A new report published by the Nuclear Energy Agency and entitled Living Probabilistic Safety Assessment for Nuclear Power Plant Management describes recent developments in the use of PSA. Recent applications of PSA techniques have demonstrated their unique ability to assess alternative configurations or engineering modifications that could be made to existing facilities. It has thus become apparent that PSA techniques could be successfully used in the assessment and management of safety-related operations and of the engineering modifications routinely made to nuclear power plant systems. In order to keep track of such modifications, however, they have to be incorporated in a procedure for regularly updating the PSA model in order to ensure that the latter accurately reflects the current configuration of the facility.

This process constitutes the "living" PSA programme, whose basic element is a well-structured, well-documented, reviewed, highly detailed and specific study of the plant. To ensure that this study remains "living", it is periodically updated to reflect all relevant plant changes, thereby monitoring the safety level of the plant over time.

While a PSA provides a safety profile of a plant at a given time, a "living" PSA programme monitors and influences changes in this safety profile as a function of time. This ability to monitor the impact of design and procedural changes on the safety profile of the plant, and to influence changes that improve safety, makes a "living" PSA programme a powerful tool with which to support decisions that affect plant safety and to foster understanding between the utility and the safety authorities.


After a period of cautiousness, the performance of PSAs has started to become more widespread and many applications are pending or have already been developed. Further development, however, will require a better understanding of the current limitations of PSA techniques notably the significant uncertainties that still remain. Countries that are actively implementing PSAs are currently endeavouring to reduce these uncertainties by improving their models and the reliability of their input data. These limitations should not necessarily curb the use of PSAs, provided that adequate allowance is made for them in the safety assessment.

If PSAs continue to be used by operators, constructors and safety authorities to assess the design of their installations, then we can safely predict that their use as an instrument of plant management will increase substantially for the daily management of nuclear power plants under both normal and accident conditions. It is in this respect that PSAs meet the overall objective of nuclear safety and thereby constitute an indispensable tool for assessment and dialogue between the various actors responsible for the safety of nuclear installations.

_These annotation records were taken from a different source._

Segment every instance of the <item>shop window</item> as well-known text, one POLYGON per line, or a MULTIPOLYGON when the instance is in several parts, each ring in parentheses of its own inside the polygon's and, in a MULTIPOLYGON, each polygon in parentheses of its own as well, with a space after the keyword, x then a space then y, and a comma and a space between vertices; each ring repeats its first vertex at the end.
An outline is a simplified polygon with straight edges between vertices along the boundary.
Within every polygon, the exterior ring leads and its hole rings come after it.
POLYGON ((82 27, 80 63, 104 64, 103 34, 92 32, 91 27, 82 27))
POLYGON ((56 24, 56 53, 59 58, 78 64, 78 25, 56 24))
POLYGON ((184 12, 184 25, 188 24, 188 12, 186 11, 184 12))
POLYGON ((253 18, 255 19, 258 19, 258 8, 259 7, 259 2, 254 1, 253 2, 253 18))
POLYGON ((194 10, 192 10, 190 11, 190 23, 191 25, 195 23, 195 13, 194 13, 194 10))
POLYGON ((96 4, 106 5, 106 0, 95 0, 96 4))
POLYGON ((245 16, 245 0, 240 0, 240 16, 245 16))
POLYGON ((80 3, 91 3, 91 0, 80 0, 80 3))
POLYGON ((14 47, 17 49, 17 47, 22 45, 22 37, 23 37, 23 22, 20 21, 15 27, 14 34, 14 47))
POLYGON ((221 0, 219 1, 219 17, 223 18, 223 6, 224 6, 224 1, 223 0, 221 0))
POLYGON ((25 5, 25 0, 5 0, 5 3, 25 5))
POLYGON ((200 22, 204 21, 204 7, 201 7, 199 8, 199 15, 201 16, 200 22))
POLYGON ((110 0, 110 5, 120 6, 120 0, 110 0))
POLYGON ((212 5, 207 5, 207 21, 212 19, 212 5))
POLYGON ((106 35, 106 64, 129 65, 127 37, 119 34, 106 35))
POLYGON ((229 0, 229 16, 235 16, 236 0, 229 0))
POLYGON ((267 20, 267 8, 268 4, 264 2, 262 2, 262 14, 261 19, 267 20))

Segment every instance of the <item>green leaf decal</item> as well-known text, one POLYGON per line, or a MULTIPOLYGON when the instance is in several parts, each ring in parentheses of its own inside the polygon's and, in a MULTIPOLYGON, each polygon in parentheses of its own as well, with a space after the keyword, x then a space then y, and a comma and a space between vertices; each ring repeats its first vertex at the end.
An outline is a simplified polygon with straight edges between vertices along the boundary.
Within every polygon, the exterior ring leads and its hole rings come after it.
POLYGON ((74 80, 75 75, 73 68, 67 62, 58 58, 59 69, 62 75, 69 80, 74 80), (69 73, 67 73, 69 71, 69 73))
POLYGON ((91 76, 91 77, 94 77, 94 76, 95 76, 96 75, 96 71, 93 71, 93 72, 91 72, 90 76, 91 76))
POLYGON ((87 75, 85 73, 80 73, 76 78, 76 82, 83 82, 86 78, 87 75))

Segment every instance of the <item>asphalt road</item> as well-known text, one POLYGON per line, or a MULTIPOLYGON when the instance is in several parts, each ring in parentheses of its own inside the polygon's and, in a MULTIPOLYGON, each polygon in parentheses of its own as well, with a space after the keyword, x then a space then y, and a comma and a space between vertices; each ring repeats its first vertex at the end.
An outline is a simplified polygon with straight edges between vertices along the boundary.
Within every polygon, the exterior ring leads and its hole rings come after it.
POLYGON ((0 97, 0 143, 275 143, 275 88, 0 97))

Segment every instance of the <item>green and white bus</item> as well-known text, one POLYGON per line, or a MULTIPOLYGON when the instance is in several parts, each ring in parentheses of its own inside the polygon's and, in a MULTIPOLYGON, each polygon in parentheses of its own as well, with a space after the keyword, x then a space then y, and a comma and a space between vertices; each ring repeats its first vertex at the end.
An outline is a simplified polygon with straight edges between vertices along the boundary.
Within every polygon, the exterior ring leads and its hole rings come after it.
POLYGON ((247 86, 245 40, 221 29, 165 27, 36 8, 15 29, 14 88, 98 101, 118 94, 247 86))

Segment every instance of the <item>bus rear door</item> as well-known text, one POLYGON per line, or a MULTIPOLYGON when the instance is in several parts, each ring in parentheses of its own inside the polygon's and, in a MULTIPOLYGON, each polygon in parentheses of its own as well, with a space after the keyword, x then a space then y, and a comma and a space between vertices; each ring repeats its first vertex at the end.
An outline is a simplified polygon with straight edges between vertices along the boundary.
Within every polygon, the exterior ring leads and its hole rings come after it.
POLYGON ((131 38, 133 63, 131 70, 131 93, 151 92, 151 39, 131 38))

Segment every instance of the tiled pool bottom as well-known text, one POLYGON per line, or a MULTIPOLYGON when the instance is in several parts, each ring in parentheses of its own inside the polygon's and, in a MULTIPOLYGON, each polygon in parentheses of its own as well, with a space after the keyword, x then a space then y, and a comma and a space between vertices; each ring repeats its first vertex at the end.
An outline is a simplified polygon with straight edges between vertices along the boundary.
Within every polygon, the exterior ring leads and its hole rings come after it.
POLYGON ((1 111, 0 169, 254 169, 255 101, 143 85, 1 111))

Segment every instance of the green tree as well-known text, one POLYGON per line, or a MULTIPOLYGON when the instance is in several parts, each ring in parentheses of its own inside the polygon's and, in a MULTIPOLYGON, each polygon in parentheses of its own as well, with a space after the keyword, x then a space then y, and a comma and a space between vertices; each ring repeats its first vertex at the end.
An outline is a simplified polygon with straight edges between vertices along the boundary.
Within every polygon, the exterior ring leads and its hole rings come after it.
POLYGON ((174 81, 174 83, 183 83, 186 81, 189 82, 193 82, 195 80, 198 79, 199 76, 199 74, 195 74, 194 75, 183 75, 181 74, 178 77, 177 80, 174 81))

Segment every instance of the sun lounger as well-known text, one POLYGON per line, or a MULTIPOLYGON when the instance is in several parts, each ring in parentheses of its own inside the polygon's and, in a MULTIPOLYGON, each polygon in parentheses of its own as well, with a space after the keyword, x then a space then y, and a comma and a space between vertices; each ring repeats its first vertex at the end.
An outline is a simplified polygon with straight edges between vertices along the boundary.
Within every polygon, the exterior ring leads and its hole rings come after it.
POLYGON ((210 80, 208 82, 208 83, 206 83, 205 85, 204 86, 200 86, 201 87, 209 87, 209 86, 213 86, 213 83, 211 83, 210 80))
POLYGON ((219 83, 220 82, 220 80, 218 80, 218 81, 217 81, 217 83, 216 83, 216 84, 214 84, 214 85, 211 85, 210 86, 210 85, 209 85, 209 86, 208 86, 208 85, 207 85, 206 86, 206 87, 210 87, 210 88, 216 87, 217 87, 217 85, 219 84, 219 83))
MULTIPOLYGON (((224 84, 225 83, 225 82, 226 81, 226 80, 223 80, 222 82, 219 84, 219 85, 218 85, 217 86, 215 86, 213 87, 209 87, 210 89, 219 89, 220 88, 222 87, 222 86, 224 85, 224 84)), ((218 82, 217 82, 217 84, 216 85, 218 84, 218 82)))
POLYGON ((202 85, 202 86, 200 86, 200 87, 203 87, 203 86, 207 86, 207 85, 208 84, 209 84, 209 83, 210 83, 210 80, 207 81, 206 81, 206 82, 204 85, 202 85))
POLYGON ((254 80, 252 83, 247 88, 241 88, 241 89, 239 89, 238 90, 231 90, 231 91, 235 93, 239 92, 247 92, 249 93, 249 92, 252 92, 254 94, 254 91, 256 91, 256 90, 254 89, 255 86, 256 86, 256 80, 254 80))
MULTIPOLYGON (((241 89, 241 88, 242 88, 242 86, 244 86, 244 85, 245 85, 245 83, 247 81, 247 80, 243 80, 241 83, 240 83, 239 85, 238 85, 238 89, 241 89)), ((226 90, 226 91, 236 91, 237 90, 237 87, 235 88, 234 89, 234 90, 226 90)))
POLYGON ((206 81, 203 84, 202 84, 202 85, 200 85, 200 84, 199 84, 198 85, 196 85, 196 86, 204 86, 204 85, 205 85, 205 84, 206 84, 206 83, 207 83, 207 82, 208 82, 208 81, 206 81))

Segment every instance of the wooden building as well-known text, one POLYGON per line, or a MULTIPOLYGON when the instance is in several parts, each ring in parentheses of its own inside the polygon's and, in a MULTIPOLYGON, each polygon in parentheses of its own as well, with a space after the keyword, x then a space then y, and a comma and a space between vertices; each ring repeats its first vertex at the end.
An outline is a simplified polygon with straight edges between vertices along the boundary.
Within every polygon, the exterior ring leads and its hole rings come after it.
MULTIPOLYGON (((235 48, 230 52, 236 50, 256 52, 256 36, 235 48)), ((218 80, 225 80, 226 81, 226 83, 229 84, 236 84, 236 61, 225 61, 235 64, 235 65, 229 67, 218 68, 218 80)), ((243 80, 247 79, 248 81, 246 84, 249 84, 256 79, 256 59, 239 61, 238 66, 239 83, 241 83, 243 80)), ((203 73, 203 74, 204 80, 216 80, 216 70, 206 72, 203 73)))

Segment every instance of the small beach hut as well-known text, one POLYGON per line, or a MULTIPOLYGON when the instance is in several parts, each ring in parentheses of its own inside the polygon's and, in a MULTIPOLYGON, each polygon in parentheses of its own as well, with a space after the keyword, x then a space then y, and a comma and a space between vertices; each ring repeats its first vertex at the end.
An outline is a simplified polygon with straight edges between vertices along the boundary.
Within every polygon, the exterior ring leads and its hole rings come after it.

  1. NEA (1991), Living Probabilistic Safety Assessment for Nuclear Power Plant Management, Report by a Group of Experts, OECD, Paris.

  2. NEA (1989), Probabilistic Safety Assessment in Nuclear Power Plant Management, Report by a Group of Experts, OECD, Paris.

  3. J. BRISBOIS & J.M. LANORE (CEA/IPSN), A. VILLEMEUR (EDF/DER), J.P. BERGER (EDF/DE), J.M. de GUIO (EDF/DPT), Les etudes probabilistes de surete des centrales nucleaires francaises de 900 et 1300 MWe (Probabilistic Safety Assessments of French 900 and 1300 MWe Nuclear Power Plants).